Михаил Салтыков-Щедрин - Пестрые письма
Разумеется, я указал здесь лишь на самые характеристические черты процесса превращения. Существует множество других, второстепенных и третьестепенных, которые присущи каждому отдельному индивидууму. Но главным двигателем все-таки является отсутствие героизма.
Спрашивается: что такое героизм?
Позволяю себе думать, что героизм представляет собой явление вполне бесспорное лишь в применении к открытиям и изобретениям, которые обнажают тайны природы и делают их доступными для человечества.
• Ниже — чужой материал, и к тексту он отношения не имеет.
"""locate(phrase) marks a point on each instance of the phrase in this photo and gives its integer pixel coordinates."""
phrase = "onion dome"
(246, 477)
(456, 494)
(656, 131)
Люди, совершающие полярные экспедиции, проникающие в неизведанные страны, люди, проливающие свет и благосостояние в темные народные массы, — вот герои, которые, так сказать, пишут историю человечества и производят в его судьбах действительные повороты. Что же касается до героизма политического, то это — явление преходящее, вызываемое данной минутой. И, быть может, недалеко время, когда в нем не будет больше надобности. Исчезнут истязания, умолкнут вопли — и тогда поистине наступит «время, всех освещающее».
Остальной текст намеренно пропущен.